Worked example 2 — heavily skewed incomes
Household income is famously lopsided: a dense pile of ordinary earners and a long right tail
stretching out to the very rich. Suppose the population has mean
\mu = \$60{,}000 and standard deviation
\sigma = \$40{,}000. A single household tells you almost nothing — it
could be a student on \$8{,}000 or a banker on
\$800{,}000.
Take a random sample of n = 100 households and compute the mean income.
By the CLT, that sample mean behaves like
N\!\left(60{,}000,\ (40{,}000/\sqrt{100})^2\right), i.e. a bell centred
at \$60{,}000 with standard error
40{,}000/\sqrt{100} = \$4{,}000. Because income is very skewed,
n = 100 is doing real work here — at n = 10 the
distribution of the mean would still lean noticeably right. Big skew, bigger
n: the theorem still delivers, it just takes longer to get there.
Worked example 3 — why we get to use z-scores
Here is the payoff that makes the CLT the workhorse of statistics. Because
\bar{x} is approximately normal, we may apply every normal-based tool to
it — even when the raw data is nowhere near normal. Using the income example, what is the chance a
sample of 100 households has a mean above \$68{,}000?
Standardise with the standard error, not the raw \sigma:
z = \frac{\bar{x} - \mu}{\sigma/\sqrt{n}} = \frac{68{,}000 - 60{,}000}{4{,}000} = 2.
The empirical
rule tells us about 95% of a normal distribution sits within two standard deviations of
the centre, so only about 2.5% lies above z = 2. There is roughly a
2.5% chance the sample mean exceeds \$68{,}000 — a
genuine, usable probability, computed from skewed income data, entirely on the strength of the CLT.
Watch the bell emerge
The faint curve is a deliberately skewed population — lopsided, with a long
right tail.

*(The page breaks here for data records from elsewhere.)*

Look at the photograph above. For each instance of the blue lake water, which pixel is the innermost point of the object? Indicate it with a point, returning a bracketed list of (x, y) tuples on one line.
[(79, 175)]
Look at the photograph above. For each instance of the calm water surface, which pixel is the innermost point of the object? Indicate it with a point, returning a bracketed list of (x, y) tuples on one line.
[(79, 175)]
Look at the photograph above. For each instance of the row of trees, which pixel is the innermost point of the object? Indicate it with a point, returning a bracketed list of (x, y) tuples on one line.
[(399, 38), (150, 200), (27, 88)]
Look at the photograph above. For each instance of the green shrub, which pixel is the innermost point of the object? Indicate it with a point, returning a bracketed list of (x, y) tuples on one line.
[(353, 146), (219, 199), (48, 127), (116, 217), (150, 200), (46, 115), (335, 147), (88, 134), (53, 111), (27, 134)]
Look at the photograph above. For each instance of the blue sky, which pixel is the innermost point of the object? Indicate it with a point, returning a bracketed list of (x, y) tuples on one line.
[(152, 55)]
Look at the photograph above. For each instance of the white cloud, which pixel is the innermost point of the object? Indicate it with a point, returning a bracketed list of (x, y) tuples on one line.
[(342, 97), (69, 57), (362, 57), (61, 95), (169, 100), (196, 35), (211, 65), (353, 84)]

The bold curve is the distribution of the sample mean
\bar{x}. At n=1 it echoes the skew; raise
n and it pulls into a symmetric, narrow bell centred
at \mu, with width \sigma/\sqrt{n} — exactly
as the theorem promises. Notice two things happening at once: the shape becomes symmetric, and the
bell gets narrower (the 1/\sqrt{n} squeeze). Both are the CLT
at work.
- For large n, the distribution of \bar{x} is approximately normal.

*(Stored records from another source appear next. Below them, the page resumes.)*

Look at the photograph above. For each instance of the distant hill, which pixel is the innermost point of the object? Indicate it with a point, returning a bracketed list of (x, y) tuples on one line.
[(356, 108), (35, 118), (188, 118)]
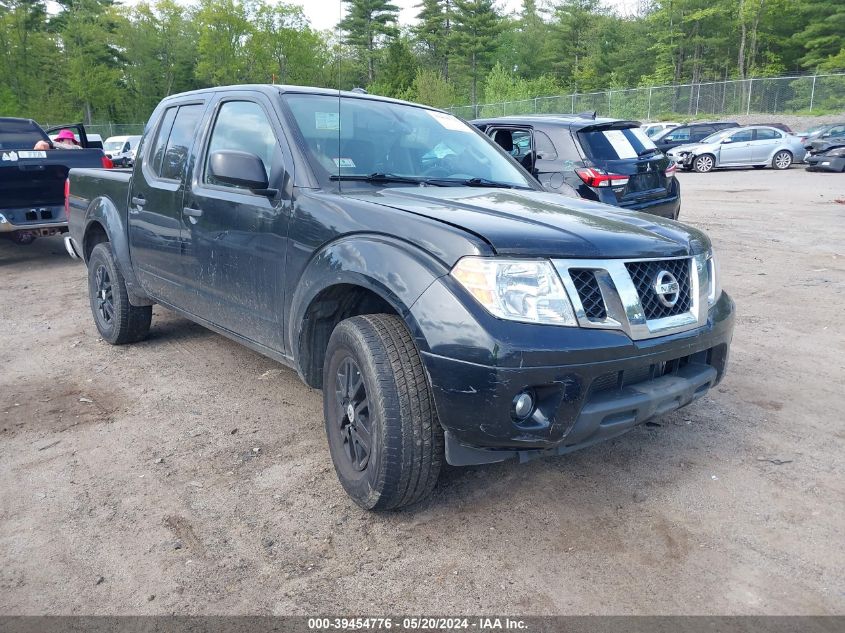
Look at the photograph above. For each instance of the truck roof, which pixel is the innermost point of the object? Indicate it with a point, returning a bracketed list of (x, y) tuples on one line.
[(273, 89)]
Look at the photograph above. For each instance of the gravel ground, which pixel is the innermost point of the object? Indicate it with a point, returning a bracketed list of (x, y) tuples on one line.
[(187, 474)]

- This holds whatever the population's shape — skewed, bimodal, anything (with finite variance).
- The bell is centred at \mu with standard error \sigma/\sqrt{n}.
- Rule of thumb: n \gtrsim 30 is usually enough; this is why the normal appears everywhere.

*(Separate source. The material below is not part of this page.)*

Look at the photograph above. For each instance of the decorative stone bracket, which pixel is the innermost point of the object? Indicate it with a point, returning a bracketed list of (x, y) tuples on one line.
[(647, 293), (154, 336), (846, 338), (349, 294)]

This is the single most muddled point about the CLT, so pin it down now. The theorem is about the
distribution of the sample mean \bar{x} — not
about the individual data values. Collecting more data does not make your raw
numbers turn into a bell curve.
Skewed income data stays skewed forever. Survey a million households instead of a hundred and the
histogram of individual incomes is still lopsided with a long rich tail — you have simply
drawn a sharper picture of the same skewed shape. What becomes normal is the distribution of the
average of a sample, imagined over many possible samples. "More data makes it bell-shaped"
is false; "the averages of samples become bell-shaped" is the truth. Confuse the two and every
conclusion downstream goes wrong.
Very nearly. In the 1800s, statisticians kept finding the same bell curve wherever they looked —
the heights of soldiers, the errors astronomers made measuring a star, the sizes of crops. It
seemed almost supernatural that one shape should govern so much of nature, and some
thinkers came close to treating it as a mystical law of the universe.
The CLT is the down-to-earth reason. Anything that is the sum or average of many small,
independent effects ends up bell-shaped. A person's height is thousands of tiny genetic
and nutritional nudges added together; a measurement error is many little independent slips piled
up. Add enough small random things and you cannot help but get a bell. That is the deep, unifying
reason the normal distribution is everywhere — not magic, but arithmetic.
You can even watch it happen physically. A Galton board (or "quincunx") drops
balls through a triangle of pegs; each peg nudges a ball left or right at random, and the pile at
the bottom — the sum of all those tiny independent nudges — always heaps up into a bell. It is the
central limit theorem you can hold in your hands.